In practice though technicians need to know which cells have transfected a desired plasmid and which cells have not. The common way is to place an antibiotic resistance gene on the plasmid, and put a small amount of antibiotic ( ampicillin )  in the culture media. By doing this, only cells that have taken up plasmids will create colonies will survive.

We are not done. Of those cells which have taken up plasmids, we need to know which cells have plasmids which have our desired insert, or gene that we want to clone. To observe this, we need to make a color marker for each of the colonies that are formed on our plating dish. The reaction that we take advantage of is that if a chemical called X-gal is placed in the culture medium, and the colonies of interest are producing an enzyme called beta – galactosidase, then X-gal is digested into two products, a sugar known as galactose and a blue marker. Thus colonies that are expressing an active beta- galactosidase turn blue.
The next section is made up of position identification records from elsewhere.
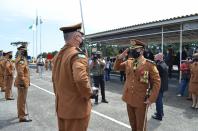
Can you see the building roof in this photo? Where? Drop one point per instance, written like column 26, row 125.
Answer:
column 174, row 20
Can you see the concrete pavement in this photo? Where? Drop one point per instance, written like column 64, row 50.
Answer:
column 105, row 117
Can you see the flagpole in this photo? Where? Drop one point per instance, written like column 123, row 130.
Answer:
column 81, row 12
column 33, row 41
column 40, row 35
column 36, row 31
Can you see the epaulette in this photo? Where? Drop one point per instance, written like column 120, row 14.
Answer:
column 21, row 62
column 79, row 50
column 130, row 59
column 81, row 55
column 150, row 61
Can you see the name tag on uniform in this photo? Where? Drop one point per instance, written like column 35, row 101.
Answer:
column 81, row 56
column 21, row 62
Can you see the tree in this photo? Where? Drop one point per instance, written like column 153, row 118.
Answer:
column 19, row 43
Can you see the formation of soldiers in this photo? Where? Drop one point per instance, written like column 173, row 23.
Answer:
column 71, row 82
column 22, row 80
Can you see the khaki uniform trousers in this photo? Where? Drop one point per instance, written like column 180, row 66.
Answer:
column 2, row 84
column 136, row 117
column 21, row 101
column 8, row 86
column 73, row 124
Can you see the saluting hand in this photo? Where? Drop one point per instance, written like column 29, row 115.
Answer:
column 148, row 102
column 124, row 54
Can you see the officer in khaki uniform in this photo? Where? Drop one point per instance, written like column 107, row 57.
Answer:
column 71, row 83
column 9, row 70
column 193, row 85
column 141, row 74
column 2, row 70
column 22, row 82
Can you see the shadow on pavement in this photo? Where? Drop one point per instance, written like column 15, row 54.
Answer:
column 8, row 122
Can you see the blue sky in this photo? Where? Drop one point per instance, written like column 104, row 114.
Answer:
column 99, row 15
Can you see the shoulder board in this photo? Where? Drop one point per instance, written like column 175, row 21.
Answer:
column 150, row 61
column 21, row 62
column 81, row 55
column 130, row 59
column 78, row 49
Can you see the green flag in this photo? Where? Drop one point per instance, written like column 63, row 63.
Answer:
column 30, row 27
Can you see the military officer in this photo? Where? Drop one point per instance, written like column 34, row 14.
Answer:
column 22, row 82
column 71, row 82
column 141, row 74
column 8, row 74
column 2, row 70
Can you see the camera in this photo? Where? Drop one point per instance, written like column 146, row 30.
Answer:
column 96, row 55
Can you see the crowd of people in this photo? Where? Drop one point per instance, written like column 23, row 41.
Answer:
column 144, row 74
column 22, row 80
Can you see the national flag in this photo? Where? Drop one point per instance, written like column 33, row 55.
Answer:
column 32, row 27
column 36, row 20
column 41, row 22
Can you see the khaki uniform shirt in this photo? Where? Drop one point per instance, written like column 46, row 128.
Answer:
column 9, row 68
column 23, row 75
column 71, row 83
column 138, row 80
column 2, row 71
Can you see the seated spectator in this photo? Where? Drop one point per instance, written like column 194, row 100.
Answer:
column 185, row 77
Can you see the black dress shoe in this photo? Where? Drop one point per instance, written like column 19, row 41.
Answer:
column 104, row 101
column 156, row 117
column 25, row 120
column 9, row 98
column 96, row 102
column 156, row 114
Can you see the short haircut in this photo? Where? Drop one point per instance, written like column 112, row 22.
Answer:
column 67, row 36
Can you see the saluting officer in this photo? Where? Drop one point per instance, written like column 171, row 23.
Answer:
column 2, row 70
column 22, row 82
column 141, row 75
column 71, row 82
column 9, row 70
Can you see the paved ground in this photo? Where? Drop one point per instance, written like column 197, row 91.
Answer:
column 105, row 117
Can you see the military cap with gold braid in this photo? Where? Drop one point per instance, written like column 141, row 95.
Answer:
column 72, row 28
column 9, row 52
column 195, row 56
column 22, row 47
column 136, row 44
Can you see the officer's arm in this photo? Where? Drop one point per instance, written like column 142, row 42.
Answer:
column 20, row 70
column 80, row 76
column 119, row 64
column 155, row 83
column 8, row 67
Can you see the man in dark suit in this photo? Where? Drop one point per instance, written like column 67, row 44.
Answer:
column 163, row 72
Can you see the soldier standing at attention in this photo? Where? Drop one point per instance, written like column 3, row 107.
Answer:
column 71, row 82
column 97, row 70
column 2, row 70
column 22, row 82
column 140, row 74
column 9, row 70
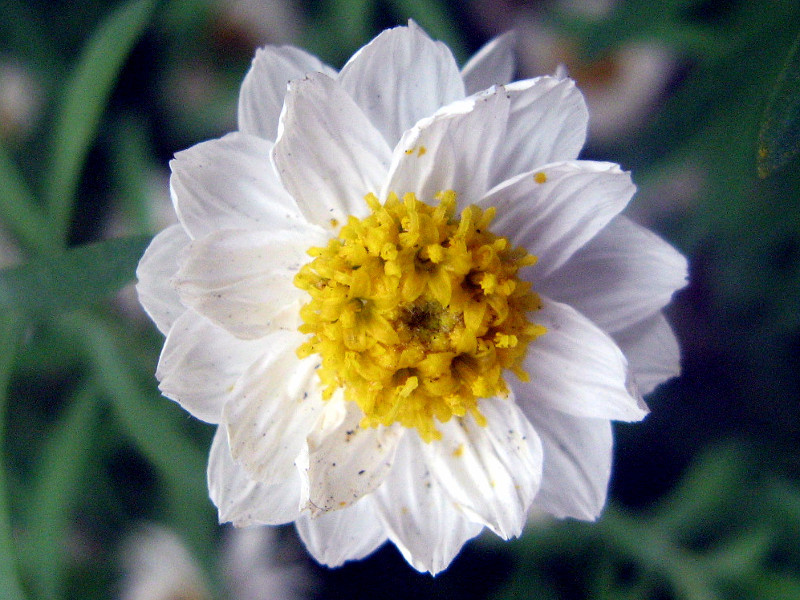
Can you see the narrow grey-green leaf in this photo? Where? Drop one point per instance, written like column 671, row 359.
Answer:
column 56, row 482
column 85, row 97
column 10, row 587
column 779, row 137
column 21, row 214
column 75, row 278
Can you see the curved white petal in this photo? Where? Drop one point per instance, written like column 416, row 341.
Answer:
column 244, row 501
column 229, row 183
column 492, row 473
column 341, row 535
column 349, row 461
column 577, row 368
column 554, row 211
column 264, row 87
column 547, row 123
column 652, row 351
column 493, row 64
column 423, row 522
column 200, row 363
column 452, row 150
column 577, row 463
column 328, row 154
column 242, row 280
column 400, row 77
column 620, row 277
column 159, row 263
column 272, row 409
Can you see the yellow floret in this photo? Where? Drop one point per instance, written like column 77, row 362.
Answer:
column 417, row 314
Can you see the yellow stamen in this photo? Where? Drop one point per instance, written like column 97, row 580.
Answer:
column 417, row 314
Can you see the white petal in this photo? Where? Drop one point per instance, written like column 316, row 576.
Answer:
column 348, row 534
column 272, row 409
column 555, row 218
column 264, row 86
column 400, row 77
column 492, row 65
column 620, row 277
column 349, row 462
column 201, row 362
column 229, row 183
column 156, row 267
column 652, row 351
column 242, row 280
column 547, row 123
column 243, row 501
column 452, row 150
column 427, row 527
column 577, row 463
column 577, row 368
column 328, row 154
column 492, row 473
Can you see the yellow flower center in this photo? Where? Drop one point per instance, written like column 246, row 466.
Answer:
column 417, row 314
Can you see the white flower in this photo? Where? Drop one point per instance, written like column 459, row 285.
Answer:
column 410, row 416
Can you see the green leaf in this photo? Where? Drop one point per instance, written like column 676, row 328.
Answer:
column 21, row 213
column 56, row 483
column 83, row 104
column 10, row 587
column 153, row 426
column 78, row 277
column 779, row 137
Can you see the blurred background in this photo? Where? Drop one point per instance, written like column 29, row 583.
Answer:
column 102, row 481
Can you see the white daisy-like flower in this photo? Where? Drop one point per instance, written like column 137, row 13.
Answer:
column 404, row 302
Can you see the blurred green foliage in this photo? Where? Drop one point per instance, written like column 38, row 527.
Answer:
column 89, row 448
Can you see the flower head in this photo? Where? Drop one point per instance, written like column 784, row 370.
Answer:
column 404, row 302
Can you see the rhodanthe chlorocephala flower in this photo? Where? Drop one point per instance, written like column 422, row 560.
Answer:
column 408, row 307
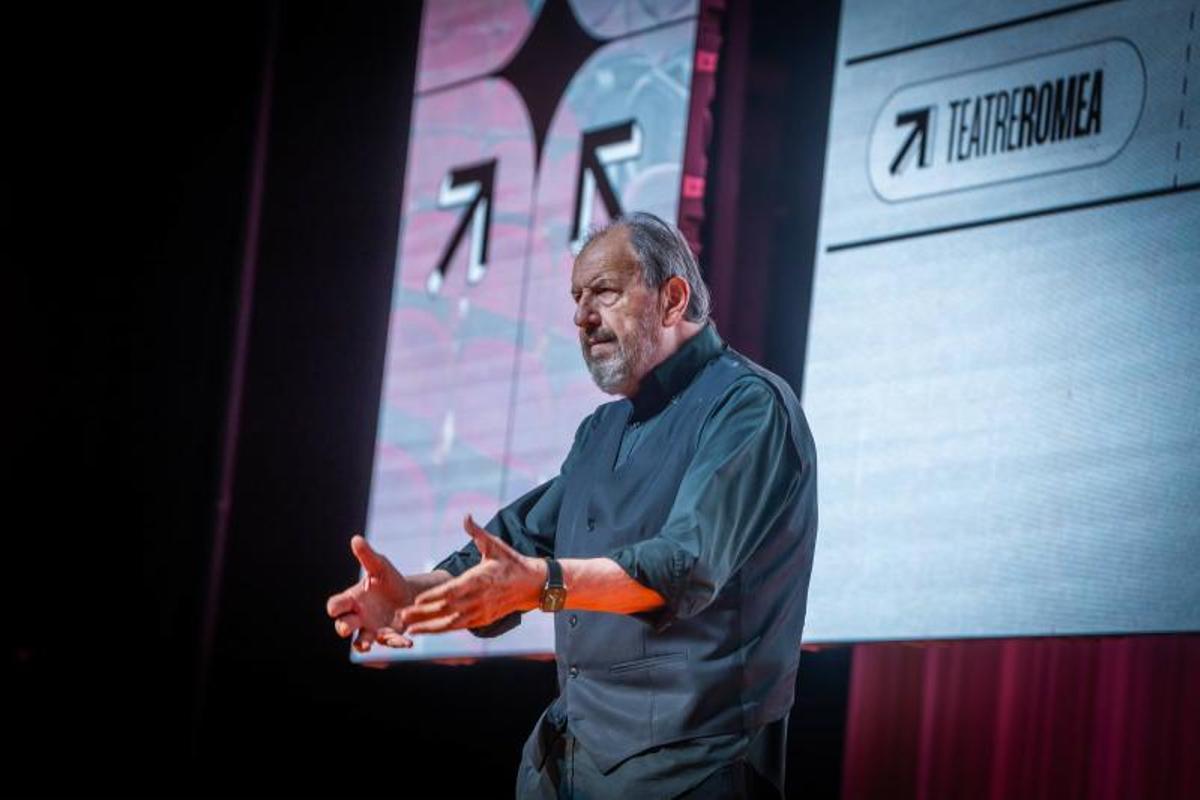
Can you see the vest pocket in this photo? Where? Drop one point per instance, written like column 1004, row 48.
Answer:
column 647, row 662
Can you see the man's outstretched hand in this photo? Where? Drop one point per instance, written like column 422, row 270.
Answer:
column 503, row 582
column 371, row 605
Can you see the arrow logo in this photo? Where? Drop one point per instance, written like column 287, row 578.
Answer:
column 471, row 186
column 601, row 148
column 919, row 137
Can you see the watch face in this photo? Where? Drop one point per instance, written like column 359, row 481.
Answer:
column 552, row 599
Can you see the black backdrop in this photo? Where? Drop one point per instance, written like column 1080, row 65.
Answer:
column 133, row 164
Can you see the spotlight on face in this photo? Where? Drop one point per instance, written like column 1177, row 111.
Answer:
column 617, row 314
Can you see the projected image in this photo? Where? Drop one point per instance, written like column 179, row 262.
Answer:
column 1003, row 362
column 513, row 156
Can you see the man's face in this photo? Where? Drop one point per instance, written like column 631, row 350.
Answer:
column 617, row 314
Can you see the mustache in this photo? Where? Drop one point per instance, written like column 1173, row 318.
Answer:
column 599, row 337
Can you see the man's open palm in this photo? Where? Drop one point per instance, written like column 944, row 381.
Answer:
column 371, row 606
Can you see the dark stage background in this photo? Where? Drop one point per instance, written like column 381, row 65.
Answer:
column 177, row 173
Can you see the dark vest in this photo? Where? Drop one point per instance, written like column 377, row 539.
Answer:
column 625, row 687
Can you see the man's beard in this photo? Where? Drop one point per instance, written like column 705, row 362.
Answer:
column 612, row 371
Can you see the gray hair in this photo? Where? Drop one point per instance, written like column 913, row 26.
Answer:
column 663, row 253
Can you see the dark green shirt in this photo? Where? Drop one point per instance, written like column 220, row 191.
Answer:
column 744, row 469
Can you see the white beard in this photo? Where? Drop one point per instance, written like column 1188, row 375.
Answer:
column 612, row 372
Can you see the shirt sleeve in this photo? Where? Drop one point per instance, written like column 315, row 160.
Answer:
column 527, row 524
column 743, row 475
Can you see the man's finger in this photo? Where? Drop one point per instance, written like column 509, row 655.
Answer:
column 371, row 561
column 341, row 603
column 364, row 639
column 393, row 638
column 484, row 540
column 451, row 621
column 346, row 624
column 423, row 612
column 490, row 545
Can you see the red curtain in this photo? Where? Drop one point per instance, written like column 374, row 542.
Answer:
column 1072, row 717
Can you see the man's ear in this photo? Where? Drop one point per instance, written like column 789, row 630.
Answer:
column 676, row 294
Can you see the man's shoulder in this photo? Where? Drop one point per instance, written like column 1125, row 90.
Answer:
column 753, row 380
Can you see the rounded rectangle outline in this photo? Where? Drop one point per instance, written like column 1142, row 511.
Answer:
column 1133, row 128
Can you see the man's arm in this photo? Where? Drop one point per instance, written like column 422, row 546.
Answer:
column 744, row 473
column 508, row 583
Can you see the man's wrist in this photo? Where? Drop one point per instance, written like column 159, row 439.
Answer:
column 541, row 573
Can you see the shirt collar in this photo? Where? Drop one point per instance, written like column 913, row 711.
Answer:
column 673, row 374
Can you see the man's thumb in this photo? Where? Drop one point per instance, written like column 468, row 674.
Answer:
column 483, row 541
column 370, row 560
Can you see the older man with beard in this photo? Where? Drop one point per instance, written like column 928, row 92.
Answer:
column 675, row 548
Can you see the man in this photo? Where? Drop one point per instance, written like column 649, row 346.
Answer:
column 675, row 548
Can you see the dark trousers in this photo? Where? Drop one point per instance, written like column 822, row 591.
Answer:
column 569, row 774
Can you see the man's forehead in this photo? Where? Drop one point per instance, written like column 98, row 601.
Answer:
column 609, row 256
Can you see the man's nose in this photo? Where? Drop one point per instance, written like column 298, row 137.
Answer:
column 585, row 313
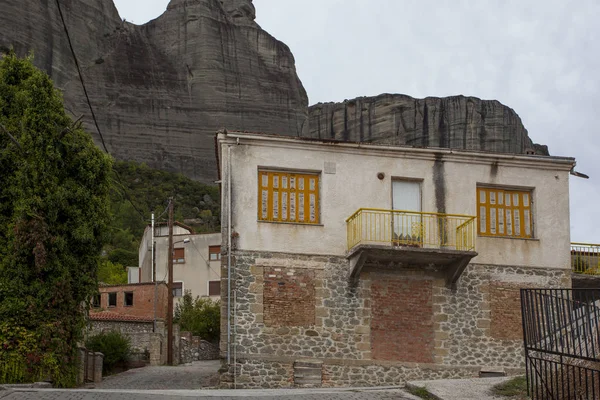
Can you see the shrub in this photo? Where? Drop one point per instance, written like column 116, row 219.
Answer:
column 114, row 345
column 201, row 316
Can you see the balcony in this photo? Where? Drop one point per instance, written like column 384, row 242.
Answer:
column 411, row 238
column 585, row 258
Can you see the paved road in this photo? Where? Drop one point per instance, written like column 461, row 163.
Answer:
column 279, row 394
column 186, row 382
column 198, row 375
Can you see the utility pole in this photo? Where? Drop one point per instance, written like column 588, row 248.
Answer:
column 170, row 289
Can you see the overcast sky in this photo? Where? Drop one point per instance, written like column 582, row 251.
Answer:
column 540, row 58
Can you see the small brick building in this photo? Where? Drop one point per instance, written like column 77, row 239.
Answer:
column 131, row 309
column 136, row 299
column 358, row 264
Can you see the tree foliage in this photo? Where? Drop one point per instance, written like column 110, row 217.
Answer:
column 148, row 189
column 54, row 209
column 201, row 316
column 111, row 274
column 115, row 347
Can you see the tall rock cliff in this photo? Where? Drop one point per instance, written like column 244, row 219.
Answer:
column 456, row 122
column 161, row 90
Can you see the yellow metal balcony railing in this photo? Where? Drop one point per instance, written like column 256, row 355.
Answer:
column 410, row 228
column 585, row 258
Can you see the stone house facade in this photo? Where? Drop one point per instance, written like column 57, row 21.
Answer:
column 355, row 264
column 132, row 310
column 196, row 260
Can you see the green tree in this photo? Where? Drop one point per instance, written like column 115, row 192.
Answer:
column 201, row 316
column 54, row 209
column 111, row 274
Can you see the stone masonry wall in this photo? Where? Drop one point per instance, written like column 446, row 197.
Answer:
column 449, row 333
column 192, row 348
column 468, row 319
column 142, row 338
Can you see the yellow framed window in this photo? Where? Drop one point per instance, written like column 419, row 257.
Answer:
column 504, row 212
column 288, row 197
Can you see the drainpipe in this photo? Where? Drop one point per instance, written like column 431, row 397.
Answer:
column 152, row 273
column 229, row 256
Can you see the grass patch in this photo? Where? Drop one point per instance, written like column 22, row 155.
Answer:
column 515, row 388
column 420, row 392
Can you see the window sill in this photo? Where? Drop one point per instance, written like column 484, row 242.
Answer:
column 288, row 223
column 508, row 237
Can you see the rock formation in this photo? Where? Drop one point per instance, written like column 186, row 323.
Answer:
column 161, row 90
column 456, row 122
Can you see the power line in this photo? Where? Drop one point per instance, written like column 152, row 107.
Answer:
column 62, row 18
column 89, row 103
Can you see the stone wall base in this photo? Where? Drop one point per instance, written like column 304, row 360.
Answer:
column 252, row 373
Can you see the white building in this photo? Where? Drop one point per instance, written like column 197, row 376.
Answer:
column 371, row 263
column 196, row 260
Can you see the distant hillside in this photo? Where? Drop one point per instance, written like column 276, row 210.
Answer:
column 149, row 189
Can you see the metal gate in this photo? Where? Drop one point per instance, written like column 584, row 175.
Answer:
column 562, row 343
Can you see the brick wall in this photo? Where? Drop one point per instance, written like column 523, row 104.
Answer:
column 289, row 297
column 505, row 308
column 143, row 300
column 402, row 320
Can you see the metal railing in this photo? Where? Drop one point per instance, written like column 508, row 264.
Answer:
column 585, row 258
column 411, row 228
column 562, row 347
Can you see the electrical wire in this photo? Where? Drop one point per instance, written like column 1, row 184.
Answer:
column 89, row 103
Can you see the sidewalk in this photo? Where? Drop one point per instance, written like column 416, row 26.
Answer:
column 461, row 389
column 390, row 393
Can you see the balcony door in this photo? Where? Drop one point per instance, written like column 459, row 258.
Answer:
column 407, row 223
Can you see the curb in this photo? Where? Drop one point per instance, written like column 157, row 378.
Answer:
column 412, row 386
column 5, row 391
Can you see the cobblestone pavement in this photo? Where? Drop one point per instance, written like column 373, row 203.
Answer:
column 348, row 394
column 197, row 375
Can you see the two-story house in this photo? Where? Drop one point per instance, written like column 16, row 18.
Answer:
column 358, row 264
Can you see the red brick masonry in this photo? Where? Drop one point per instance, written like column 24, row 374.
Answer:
column 402, row 320
column 143, row 302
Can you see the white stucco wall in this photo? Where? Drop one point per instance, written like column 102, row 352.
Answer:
column 355, row 185
column 195, row 272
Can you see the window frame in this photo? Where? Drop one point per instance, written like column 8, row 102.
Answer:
column 502, row 227
column 279, row 185
column 179, row 260
column 176, row 288
column 208, row 288
column 216, row 254
column 125, row 294
column 108, row 299
column 97, row 300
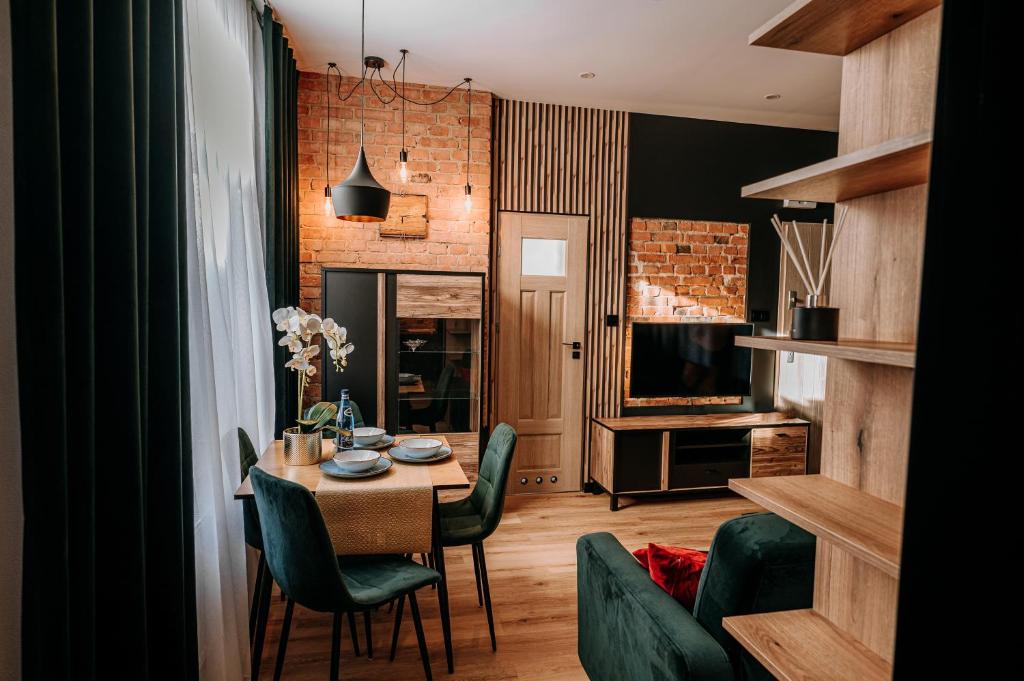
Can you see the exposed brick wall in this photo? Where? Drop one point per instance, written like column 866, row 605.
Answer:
column 435, row 137
column 686, row 271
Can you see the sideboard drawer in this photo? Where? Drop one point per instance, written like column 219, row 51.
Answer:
column 778, row 451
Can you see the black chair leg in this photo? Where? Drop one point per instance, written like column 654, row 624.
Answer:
column 397, row 627
column 424, row 655
column 370, row 634
column 335, row 646
column 262, row 614
column 283, row 646
column 355, row 634
column 257, row 588
column 442, row 596
column 486, row 595
column 476, row 573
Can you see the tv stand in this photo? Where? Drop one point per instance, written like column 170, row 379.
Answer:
column 640, row 455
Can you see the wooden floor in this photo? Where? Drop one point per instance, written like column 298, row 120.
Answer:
column 531, row 563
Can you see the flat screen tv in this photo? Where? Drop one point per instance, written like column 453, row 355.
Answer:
column 689, row 360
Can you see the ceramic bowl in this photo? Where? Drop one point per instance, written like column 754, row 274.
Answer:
column 422, row 448
column 367, row 435
column 356, row 461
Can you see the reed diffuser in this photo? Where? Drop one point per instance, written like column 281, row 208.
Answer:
column 814, row 320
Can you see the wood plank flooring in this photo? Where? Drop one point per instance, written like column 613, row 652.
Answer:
column 531, row 563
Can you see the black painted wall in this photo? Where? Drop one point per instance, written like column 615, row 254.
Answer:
column 692, row 169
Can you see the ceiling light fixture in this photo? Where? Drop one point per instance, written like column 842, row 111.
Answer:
column 328, row 201
column 360, row 198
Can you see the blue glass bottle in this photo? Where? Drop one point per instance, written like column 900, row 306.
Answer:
column 346, row 422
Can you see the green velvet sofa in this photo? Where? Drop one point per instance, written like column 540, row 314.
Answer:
column 630, row 629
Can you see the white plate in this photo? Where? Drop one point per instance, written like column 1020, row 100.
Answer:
column 401, row 454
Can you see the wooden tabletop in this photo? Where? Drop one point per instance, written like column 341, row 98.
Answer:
column 445, row 474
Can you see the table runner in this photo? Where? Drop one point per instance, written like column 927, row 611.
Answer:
column 387, row 513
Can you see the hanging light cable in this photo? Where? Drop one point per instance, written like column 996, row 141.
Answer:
column 360, row 198
column 328, row 202
column 403, row 155
column 469, row 127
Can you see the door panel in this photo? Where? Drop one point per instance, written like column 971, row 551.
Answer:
column 539, row 390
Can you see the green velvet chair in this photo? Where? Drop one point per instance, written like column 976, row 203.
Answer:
column 631, row 629
column 260, row 607
column 301, row 559
column 356, row 416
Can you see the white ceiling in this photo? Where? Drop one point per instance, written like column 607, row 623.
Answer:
column 678, row 57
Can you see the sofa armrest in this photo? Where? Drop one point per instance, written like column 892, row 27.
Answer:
column 631, row 629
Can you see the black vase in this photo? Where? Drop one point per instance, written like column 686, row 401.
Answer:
column 815, row 324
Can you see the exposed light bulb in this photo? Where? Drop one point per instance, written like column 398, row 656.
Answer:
column 403, row 166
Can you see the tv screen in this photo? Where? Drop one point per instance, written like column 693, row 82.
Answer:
column 689, row 360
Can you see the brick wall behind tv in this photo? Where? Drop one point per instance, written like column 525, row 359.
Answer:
column 435, row 137
column 683, row 270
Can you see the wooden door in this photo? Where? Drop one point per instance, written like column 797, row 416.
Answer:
column 539, row 341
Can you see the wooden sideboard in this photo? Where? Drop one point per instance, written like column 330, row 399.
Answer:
column 658, row 454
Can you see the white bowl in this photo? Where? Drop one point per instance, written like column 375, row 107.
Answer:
column 421, row 448
column 367, row 435
column 356, row 461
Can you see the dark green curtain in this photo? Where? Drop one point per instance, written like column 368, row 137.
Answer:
column 282, row 227
column 109, row 569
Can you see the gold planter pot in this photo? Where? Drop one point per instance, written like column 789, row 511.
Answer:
column 302, row 449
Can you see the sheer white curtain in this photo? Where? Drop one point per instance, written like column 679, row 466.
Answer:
column 228, row 315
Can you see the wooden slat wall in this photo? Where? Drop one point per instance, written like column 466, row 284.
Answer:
column 554, row 159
Researchers have found that beta – galactosidase can be disabled by deleting a portion on either end of the gene.[2]  The gene can be rescued by expressing that portion of the gene on a different segment of DNA, or plasmid. The two fragments of the beta – galactosidase gene are then referred to as the alpha fragment and the omega fragment. When they are expressed sucessfully together, it is called alpha – complementation. In practice, one fragment is expressed on the plasmid, and one, complementary fragment, is expressed in the proprietary E. coli cell line that is used. In the ring map of the plasmid shown in reference [1] , the blue region is the beta – galactosidase fragment. The red region within the blue region is called the multiple cloning site (MCS) or the poly linker site. It consists of a number of sequences that can be cleaved specifically by enzymes called restriction enzymes. These restriction enzymes are derived from bacteria and are commercially available. Their abbreviation indicated the organism they were isolated from, and the number following that is a discovery sequence number. Using restriction enzyme cleavage sites within the MCS, the plasmid is linearized, mixed linear DNA representing the gene we want to clone, and where the ends are complementary ( because of use of appropriate restriction enzymes ) they can be rejoined.

When the cloning vector ( such as pBluescript II ) has taken up a gene, it disables the fragment which complements the beta – galactosidase in the cell, and thus, with no active beta galactosidase, the colonies created are white.

 Thus when a technician plates cells, those that have taken up the plasmids without an insert are blue, because the alpha complementation has worked, and those which have taken up plasmids that contain an insert will be white.

The technician or student will then select the white colonies with a pipette tip and drop them into a liquid growth medium, also containing ampicillin. When the desired quantity of E. coli cells have been cultured, they proceed to a mini-prep operation where the cells are liced and the plasmid DNA is separated from other cell contents. This is typically done with a kit containing appropriate solutions and filters. The result being an ampoule of pure plasmid DNA containing the desired gene. This is typically the starting point for modification of the desired gene, or testing of the biochemical properties of the desired gene.